Abdelkader Merah lors du dernier jour de son procès le 2 novembre 2017

Abdelkader Merah lors du dernier jour de son procès le 2 novembre 2017 - Benoit PEYRUCQ / AFP

Le Conseil représentatif des institutions juives de France a regretté que "la justice n'ait pas été au bout" et estime qu'Abdelkader Merah "reste totalement coupable".

Jeudi, la cour d'assises spéciale de Paris a rendu son verdict dans le cadre du procès d'Abdelkader Merah. Le frère de Mohamed Merah, qui a tué sept personnes en mars 2012 à Toulouse et Montauban, a été condamné à 20 ans de réclusion pour association de malfaiteur terroriste.

Il n'a toutefois pas été reconnu coupable des assassinats commis par son frère. Un dénouement qui inquiète le Conseil représentatif des institutions juives de France (Crif). Ce dernier craint que les "islamistes" y voient "un signe de faiblesse".

Si "la justice est passée", le président du Crif Francis Kalifat "regrette que la justice n'ait pas été au bout alors que les éléments du dossier le justifiaient, et craint que les terroristes islamistes voient dans ce verdict un signe de faiblesse", selon un communiqué. "Justice est presque rendue.

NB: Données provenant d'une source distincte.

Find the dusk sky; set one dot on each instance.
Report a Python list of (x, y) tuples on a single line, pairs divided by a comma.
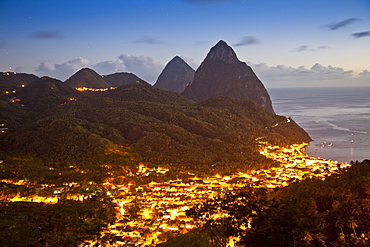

Ce procès a permis de bien comprendre la façon dont la haine se fabrique en France et doit nous inciter à une vigilance de tous les instants", souligne le texte.

"Abdelkader Merah reste totalement coupable au regard de la douleur des familles et de l'horreur du crime commis par son frère, qu'il avait radicalisé et instrumentalisé en bras armé de son idéologie mortifère", ajoute-t-il.

Un verdict "fatalement décevant"

De son côté, le président du Consistoire, Joël Mergui, a jugé le verdict "fatalement décevant au regard des vies brisées". "Si à défaut de preuves matérielles, le frère de l'assassin n'a pas été condamné pour complicité de meurtre, il est en revanche parfaitement établi que ce dernier est parfaitement responsable de la haine antisémite qui a nourri le projet terroriste de son frère et armé son bras meurtrier", a estimé Joël Mergui dans un communiqué.

Selon lui, ce procès "nous aura permis de rentrer dans le mécanisme de la haine antisémite, lentement mais implacablement distillée au sein du milieu familial", et aura "attiré (...) l'attention sur l'apprentissage de la terreur et la fabrication de tueurs implacables, endoctrinés pour répandre l'horreur, désorganiser nos sociétés et en saper les fondations".

"Il est plus que temps de nous interroger sur les moyens de combattre cette haine nourrie dans l'intime pour exploser à l'extérieur, dans l'espace public que nous fréquentons tous", a ajouté le président du Consistoire, instance représentative du culte juif.